For some reason, when I used it like that, with A+1, I get x to be 21, which is probably 10+11. My question is, how is the multiplication is being ignored? If I switch the macro with the macro text, I get the right result which is 121.

Thanks.

Answer 1

when you call x = MACRO_NAME(A+1); this statement is replace as x = A + 1 * A + 1
in c priority of multiplication is more than addition so it will be 1st executed 1*A which give as A, then A+A+1 will give you result as 21`enter code here`
i.e  A+1*A+1 
  =  A+A+1 
  =  21
for proper answer you need to write Macro as #define MACRO_NAME(A) (A) * (A) which give you result as 
121

Answer 2

Macros are substituted literally and then evaluated.

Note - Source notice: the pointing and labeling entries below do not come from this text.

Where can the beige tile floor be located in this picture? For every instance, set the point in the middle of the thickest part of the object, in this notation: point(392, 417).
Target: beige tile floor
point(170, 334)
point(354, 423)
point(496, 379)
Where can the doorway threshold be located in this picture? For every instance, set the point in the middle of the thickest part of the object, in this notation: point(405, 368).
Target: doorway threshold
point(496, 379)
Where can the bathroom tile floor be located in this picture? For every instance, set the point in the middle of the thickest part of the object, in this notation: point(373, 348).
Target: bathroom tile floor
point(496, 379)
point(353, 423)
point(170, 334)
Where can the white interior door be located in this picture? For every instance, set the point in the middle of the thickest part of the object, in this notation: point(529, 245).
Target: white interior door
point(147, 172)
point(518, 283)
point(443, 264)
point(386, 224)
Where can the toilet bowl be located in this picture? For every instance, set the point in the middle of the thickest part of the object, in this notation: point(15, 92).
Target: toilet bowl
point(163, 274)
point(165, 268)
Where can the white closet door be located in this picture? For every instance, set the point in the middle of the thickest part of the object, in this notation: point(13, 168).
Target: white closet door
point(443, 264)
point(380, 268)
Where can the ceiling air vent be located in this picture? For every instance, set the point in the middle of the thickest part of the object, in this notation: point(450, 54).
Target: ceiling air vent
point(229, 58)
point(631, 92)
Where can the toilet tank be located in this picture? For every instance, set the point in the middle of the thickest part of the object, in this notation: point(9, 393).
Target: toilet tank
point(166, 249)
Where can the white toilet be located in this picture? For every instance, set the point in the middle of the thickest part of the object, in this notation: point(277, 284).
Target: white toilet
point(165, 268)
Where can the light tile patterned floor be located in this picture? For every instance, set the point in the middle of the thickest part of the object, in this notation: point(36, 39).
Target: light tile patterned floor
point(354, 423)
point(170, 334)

Since multiplication has more priority than addition, when you give A+1 to the macro it becomes 10 + 1 * 10 + 1 => 10 + 10 + 1 => 21

Likewise if you give A+2 ..... 10 + 2 * 10 + 2 => 10 + 20 + 2 => 32.

Answer 3

First, your Sqrt is misnamed, should be Square (not square root)

Then, generate the preprocessed form (i.e. with gcc -C -E) and look inside it.

 #define Sqr(A) A * A

 int a = 10;

 int x = Sqr(a+1);

where the last line is expanded as

 int x = a+1 * a+1;

Which is parsed as

 int x = a+(1*a)+1;

Moral of the story, always use extra parenthesis in macro definition, i.e.

 #define Sqr(A) ((A)*(A))

Even with such a definition, Sqr(a++) is probably undefined behavior and at least is naughty.

So you want to avoid macros and actually, learn to use inline functions like

 inline int square(int a) { return a*a; };

BTW, you will want to make it static inline not just inline (and put that in a header file)

Answer 4

BODMAS rule buddy!! as the previous answers suggests. Multiplication takes place before your addition. Your opertaion Sqrt(A+1) where A = 10 will evaulate to 10+1*10+1 10+10+1 21!!

Answer 5

Inside the macro, A is replaced with whatever was passed into the macro invocation. In this case, that is A+1. This means that the macro gets expanded to:

A+1 * A+1

Due to operator precedence, this is interpreted as A + 1*A + 1, or 10 + 10 + 1 = 21.

Answer 6

You define the macro as A * A. So, Sqrt(A + 1) expands to A + 1 * A + 1, which is, due to operator precedence, equal to 2 * A + 1 - you've got 2 * 10 + 1 = 21.

That's why you should always parenthesize your macros and their arguments:

#define Sqrt(A) ((A) * (A))

By the way, why a macro? What if one day you write Sqrt(A++)? Then you can expect nasal demons. It would be safer to write an inline function instead (horribile dictu, a correctly named inline function):

static inline double square(double x)
{
    return x * x;
}

Answer 7

'cos

#define Sqrt(A) A * A

makes

Sqrt(A+1);

translate to

A + 1 * A + 1

and A is 10

so you get

10 + 1 * 10 + 1

Now do the maths!

BTW sqrt has seems to say square root not squared!

Answer 8

You should define the macro as #define Sqrt(A) ((A) * (A))